Brewmaster promptly checked with Theo Palacio, who, with his wife, had been instructed to remain in the kitchen and not disturb anything in the house. The majordomo was close to tears and had trouble speaking. His wife, seated at the kitchen table, had clearly been crying too. "Mr. Ernst always had money in that wallet," Theo said. "Mostly big bills, fifties and hundreds. He liked having cash."

"Do you know if he recorded the numbers of those big bills?"

Palacio shook his head. "I doubt it."

After pausing to let Palacio compose himself, Brewmaster continued, "Let me ask something else." He flipped through several pages of his notebook, referring to notes made earlier. "You told me that when you came into the Ernsts' bedroom this morning, you realized there was nothing you could do to help Mr. and Mrs. Ernst, and you went immediately to a phone."

"That's the way it was, sir. I called nine-one-one."

"But did you touch anything in the bedroom? Anything at all?"

Palacio shook his head. "I knew that until the police got here, everything had to stay the same." The majordomo hesitated.

Brewmaster prompted, "What is it?"

"Well, there was one thing I'd forgotten until now. The radio was playing very loudly. I turned it off. I'm sorry if I- "

"Never mind. But let's go look at it."

In the Ernst bedroom, the two men walked toward a portable radio. Brewmaster asked, "When you turned this off, did you change the station?"

"No, sir."

"Has anyone used the radio since?"

"I don't think so."

Brewmaster slipped a rubber glove over his right hand, then turned the radio on. The song, "Oh, What a Beautiful Mornin' " from Rodgers and Hammerstein's Oklahoma!, filled the room. The detective peered at the radio's dial, set to 93.1 FM.

"That's WTMI," Palacio said. "It was a favorite of Mrs. Ernst. She often listened to it."

Soon afterward, Brewmaster took Maria Palacio to the murdered couple's bedroom to ask another question. "I advise you not to look at the bodies," he told her. "I'll stand between them and you. But there's something else I want you to see."

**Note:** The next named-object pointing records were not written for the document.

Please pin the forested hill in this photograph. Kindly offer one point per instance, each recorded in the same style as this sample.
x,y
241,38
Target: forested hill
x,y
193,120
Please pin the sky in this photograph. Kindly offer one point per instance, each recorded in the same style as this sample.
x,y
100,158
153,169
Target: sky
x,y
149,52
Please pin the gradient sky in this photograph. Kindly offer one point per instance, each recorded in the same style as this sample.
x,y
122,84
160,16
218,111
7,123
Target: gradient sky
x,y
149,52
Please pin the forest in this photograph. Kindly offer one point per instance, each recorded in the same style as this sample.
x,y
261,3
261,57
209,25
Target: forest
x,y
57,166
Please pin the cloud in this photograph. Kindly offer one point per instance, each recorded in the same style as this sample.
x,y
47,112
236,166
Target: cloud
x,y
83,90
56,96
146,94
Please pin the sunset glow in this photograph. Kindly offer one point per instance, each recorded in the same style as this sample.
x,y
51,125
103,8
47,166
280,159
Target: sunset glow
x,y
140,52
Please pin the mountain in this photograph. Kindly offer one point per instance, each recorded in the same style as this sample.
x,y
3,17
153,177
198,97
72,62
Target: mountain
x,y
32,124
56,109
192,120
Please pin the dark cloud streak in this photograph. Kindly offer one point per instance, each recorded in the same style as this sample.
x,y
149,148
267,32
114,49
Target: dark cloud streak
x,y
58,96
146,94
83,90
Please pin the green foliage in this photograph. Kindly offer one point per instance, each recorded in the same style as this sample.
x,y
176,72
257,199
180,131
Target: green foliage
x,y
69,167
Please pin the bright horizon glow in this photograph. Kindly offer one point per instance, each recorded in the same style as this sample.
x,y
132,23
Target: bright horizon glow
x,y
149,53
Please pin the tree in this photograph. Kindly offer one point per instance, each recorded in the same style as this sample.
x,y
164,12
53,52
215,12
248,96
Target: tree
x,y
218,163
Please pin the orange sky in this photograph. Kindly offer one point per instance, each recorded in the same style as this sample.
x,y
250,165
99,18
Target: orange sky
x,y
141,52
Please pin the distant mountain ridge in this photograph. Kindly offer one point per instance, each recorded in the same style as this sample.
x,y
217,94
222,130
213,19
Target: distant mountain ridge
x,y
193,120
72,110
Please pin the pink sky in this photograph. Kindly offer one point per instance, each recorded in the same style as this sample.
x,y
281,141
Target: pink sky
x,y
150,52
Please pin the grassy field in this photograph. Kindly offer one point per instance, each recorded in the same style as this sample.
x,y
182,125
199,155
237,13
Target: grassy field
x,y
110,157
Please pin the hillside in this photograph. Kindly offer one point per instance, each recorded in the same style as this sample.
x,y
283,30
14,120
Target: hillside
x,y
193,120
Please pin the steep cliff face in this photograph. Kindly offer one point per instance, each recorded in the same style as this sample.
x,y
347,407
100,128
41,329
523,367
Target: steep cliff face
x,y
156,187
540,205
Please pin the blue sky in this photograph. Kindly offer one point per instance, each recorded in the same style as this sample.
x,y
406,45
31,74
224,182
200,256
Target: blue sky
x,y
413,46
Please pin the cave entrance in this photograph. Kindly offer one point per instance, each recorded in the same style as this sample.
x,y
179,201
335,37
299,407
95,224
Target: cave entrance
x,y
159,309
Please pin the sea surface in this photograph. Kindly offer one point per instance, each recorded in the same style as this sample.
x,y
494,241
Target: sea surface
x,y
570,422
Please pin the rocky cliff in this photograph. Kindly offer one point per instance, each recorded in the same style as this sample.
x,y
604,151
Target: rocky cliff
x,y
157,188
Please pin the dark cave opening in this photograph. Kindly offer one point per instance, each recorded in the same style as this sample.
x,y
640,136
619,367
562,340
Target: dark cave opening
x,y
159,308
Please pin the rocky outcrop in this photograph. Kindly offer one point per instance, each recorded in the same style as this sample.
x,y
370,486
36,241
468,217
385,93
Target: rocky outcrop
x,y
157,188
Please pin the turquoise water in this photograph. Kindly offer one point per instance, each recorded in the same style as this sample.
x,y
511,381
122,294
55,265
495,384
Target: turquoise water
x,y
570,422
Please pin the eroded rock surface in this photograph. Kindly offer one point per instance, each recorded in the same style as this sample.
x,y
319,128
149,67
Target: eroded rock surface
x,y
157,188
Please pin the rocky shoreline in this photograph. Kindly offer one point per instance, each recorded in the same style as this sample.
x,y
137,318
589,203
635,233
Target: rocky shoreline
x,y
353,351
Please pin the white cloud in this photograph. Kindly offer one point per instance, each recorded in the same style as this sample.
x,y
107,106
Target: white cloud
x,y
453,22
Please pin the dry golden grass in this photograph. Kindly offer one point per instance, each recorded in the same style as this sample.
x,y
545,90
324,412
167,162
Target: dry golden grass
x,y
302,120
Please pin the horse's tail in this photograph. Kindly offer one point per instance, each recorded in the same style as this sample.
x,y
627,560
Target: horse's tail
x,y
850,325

The "something else" was jewelry a sapphire and diamond ring with matching earrings, another gold ring, a pearl necklace with a pink tourmaline clasp, a gold bracelet set with diamonds all of it obviously valuable and left in plain view on a bedroom dressing table.

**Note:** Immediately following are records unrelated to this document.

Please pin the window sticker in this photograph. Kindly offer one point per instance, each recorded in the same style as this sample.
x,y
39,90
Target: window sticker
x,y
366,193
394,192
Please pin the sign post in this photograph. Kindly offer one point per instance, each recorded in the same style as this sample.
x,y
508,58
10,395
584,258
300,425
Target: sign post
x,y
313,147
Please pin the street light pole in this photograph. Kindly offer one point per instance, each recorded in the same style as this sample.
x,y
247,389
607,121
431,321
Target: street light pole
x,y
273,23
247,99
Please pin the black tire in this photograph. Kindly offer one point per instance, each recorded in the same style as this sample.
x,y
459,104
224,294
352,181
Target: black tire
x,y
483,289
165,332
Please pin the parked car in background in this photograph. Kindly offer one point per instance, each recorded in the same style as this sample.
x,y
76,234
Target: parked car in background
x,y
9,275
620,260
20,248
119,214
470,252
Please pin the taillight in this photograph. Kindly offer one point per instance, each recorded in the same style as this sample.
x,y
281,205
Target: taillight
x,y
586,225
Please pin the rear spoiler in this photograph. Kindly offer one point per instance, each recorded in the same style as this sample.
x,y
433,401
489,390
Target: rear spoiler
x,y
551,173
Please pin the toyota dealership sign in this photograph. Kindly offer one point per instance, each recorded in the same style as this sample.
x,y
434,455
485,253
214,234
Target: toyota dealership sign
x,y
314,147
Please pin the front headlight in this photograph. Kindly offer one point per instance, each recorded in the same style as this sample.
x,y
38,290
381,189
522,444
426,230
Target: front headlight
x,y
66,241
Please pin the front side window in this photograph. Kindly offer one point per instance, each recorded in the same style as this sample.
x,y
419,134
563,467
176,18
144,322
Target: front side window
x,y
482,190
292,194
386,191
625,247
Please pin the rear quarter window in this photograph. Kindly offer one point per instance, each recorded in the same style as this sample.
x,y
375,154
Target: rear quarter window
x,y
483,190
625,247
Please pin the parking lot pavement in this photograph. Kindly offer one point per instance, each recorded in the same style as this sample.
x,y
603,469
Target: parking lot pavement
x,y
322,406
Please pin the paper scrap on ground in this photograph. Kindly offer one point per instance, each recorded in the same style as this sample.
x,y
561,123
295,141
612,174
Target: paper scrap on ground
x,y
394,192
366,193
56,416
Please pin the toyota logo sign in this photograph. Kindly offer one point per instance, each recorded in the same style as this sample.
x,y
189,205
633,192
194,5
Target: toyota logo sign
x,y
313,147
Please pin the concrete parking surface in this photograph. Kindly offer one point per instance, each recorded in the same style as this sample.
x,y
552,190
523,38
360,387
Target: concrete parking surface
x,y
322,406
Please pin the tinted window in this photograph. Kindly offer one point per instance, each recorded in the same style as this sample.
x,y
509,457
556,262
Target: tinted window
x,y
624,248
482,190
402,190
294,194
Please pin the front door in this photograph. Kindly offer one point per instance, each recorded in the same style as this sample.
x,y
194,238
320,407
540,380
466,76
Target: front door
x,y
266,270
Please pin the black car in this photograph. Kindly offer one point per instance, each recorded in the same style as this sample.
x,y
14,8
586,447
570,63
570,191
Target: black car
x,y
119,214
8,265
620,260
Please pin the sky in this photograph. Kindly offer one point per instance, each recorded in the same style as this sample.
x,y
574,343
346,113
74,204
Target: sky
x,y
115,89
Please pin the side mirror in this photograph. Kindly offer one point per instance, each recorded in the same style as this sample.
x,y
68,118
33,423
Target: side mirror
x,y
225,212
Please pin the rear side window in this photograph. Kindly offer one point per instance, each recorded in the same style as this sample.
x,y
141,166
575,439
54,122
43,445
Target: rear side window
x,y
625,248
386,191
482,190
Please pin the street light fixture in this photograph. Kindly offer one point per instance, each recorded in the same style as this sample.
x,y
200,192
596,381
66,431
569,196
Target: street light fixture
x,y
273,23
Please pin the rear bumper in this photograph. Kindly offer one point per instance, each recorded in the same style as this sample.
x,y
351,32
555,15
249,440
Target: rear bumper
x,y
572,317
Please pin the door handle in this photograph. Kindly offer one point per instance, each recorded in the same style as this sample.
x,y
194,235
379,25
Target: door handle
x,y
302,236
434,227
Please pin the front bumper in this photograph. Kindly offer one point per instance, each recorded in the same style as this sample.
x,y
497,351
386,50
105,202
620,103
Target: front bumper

"Yes, that's Mrs. Ernst's," Maria Palacio said. "At night she never bothered to put it away, just left it out, then put it in the safe the next morning. I warned her once. . ." The woman's voice broke.

"That's all, Mrs. Palacio, thank you," Brewmaster said. "You've told me what I needed to know."

Still later, replying to another Brewmaster question, Dr. Sanchez affirmed, "Yes, essentially the facial and head beatings and body mutilations of Mr. and Mrs. Ernst are similar to those in the Frost and Urbina cases and probably, from reports I've received, in the Fort Lauderdale and Clearwater cases too."

"And the knife wounds, Doctor?"

"I won't be sure, of course, until after autopsy. But superficially I'd say the knife wounds on both bodies are from the same kind of bowie knife used on the others."

As to the dead rabbit, Dr. Sanchez asked the owner of a pet store, Heather Ubens, with whom she had worked before, to come to the Ernst house. Ubens, an authority on small animals, identified the creature by its commercial name, a Lopear rabbit. Many of them, she said, were sold locally as pets. Since there was no sign of injury to the rabbit, in Ubens's opinion it had been killed by asphyxiation simply deprived of air.

After the rabbit had been photographed, Dr. Sanchez had it sent to the medical examiner's office to be preserved in formaldehyde.

Sergeant Brewmaster checked with Theo Palacio to see if the rabbit had been a pet at the Ernst house. "Absolutely not. Mr. and Mrs. Ernst didn't like animals," the majordomo told him, adding, "I wanted them to have a guard dog because of all the crime; I even offered to take care of it myself. But Mr. Ernst said no, with him being a city commissioner, the police would always look out for his safety. But they didn't, did they?"